The Myth of Fingerprints

Director: Bart Freundlich
Screenwriters: Bart Freundlich

Institute History

  • 1997 Sundance Film Festival


An extraordinary feature-film debut, Bart Freundlich’s The Myth of Fingerprints is sometimes funny, at other times a deeply resonant drama that traces the intricate framework of a family forced to confront hidden truths. Writer/director Freundlich has crafted a remarkable narrative that shines a spotlight on this family’s flaws, pinpointing its crumbling infrastructure.

It’s a few days before Thanksgiving in New England. There is a chill in the air, and a layer of snow lies on the ground. The family is gathering together, reunited for the first time in three years to share the Thanksgiving holiday. When viewed from the outside, they seem perfectly normal. Once we’re inside, they seem neither perfect nor normal. They are the great underrepresented segment of American indie film culture: “a typical American family.” Hal, the father, seems not to be sure he loves his children at all. His wife has run interference for so long she seems oblivious to the struggles of her four adult children to make a place for themselves in this family dynamic.
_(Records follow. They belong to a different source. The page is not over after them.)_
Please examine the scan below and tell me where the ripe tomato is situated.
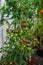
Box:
[40,9,43,14]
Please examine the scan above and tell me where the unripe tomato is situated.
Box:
[6,28,9,32]
[40,9,43,14]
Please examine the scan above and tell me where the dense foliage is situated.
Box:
[0,0,43,65]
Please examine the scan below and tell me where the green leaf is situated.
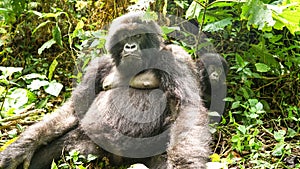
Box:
[235,54,247,68]
[287,128,297,138]
[32,20,51,35]
[72,20,84,38]
[4,88,28,110]
[45,81,64,97]
[255,63,271,73]
[24,73,47,79]
[161,26,180,34]
[87,154,97,162]
[241,0,275,30]
[274,0,300,35]
[272,142,285,156]
[51,160,58,169]
[0,66,23,79]
[238,125,247,135]
[231,101,240,109]
[48,59,58,81]
[203,18,232,32]
[231,135,241,143]
[255,102,263,111]
[274,130,286,142]
[185,1,202,19]
[52,23,62,47]
[27,80,49,91]
[38,39,56,55]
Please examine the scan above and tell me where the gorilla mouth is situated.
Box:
[122,53,142,59]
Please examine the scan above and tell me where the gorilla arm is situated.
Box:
[0,100,78,169]
[0,56,112,169]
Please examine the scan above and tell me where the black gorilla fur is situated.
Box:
[0,13,210,169]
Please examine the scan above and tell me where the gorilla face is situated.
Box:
[106,13,162,71]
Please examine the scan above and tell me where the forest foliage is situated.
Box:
[0,0,300,168]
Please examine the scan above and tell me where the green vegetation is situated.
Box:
[0,0,300,168]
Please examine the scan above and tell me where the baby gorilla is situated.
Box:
[0,12,210,169]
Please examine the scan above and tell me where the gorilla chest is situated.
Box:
[81,87,172,137]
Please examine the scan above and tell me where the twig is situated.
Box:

This film is really their story, capturing them at the exact moment when they realize they are no longer part of their parents’ lives but not fully part of their own, either.
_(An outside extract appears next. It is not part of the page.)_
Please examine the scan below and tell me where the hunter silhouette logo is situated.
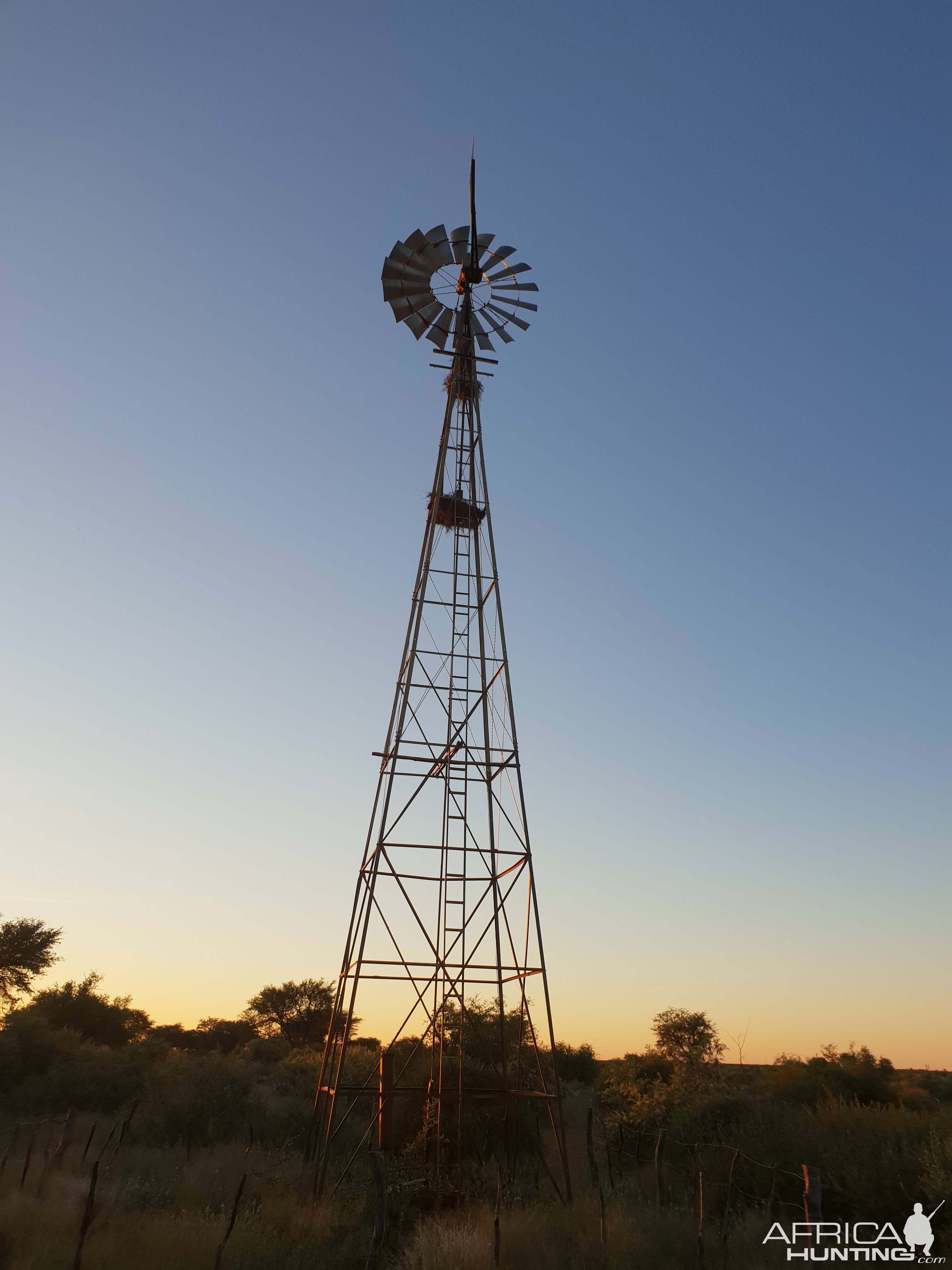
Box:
[763,1199,946,1265]
[903,1199,946,1257]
Freundlich zeros in on the exact moments when drama is at its critical mass and likewise so is the humor. There is much that is funny in The Myth of Fingerprints, but you also laugh because there is so much that hits uncomfortably close to home. Exceptional acting and writing hit their stride together in the film, and the impact is quite amazing. Even though The Myth of Fingerprints may have an all-star cast, it boasts beautiful ensemble performances. Scheider and Danner are perfect as the parents, and the wonderful lineup of actors playing their children and assorted mates understand completely that flawless combination of rage and love, loyalty and frustration of which only a family is capable. In the end we are left with the ultimate truth—what holds a family together is exactly the same thing that can tear it apart.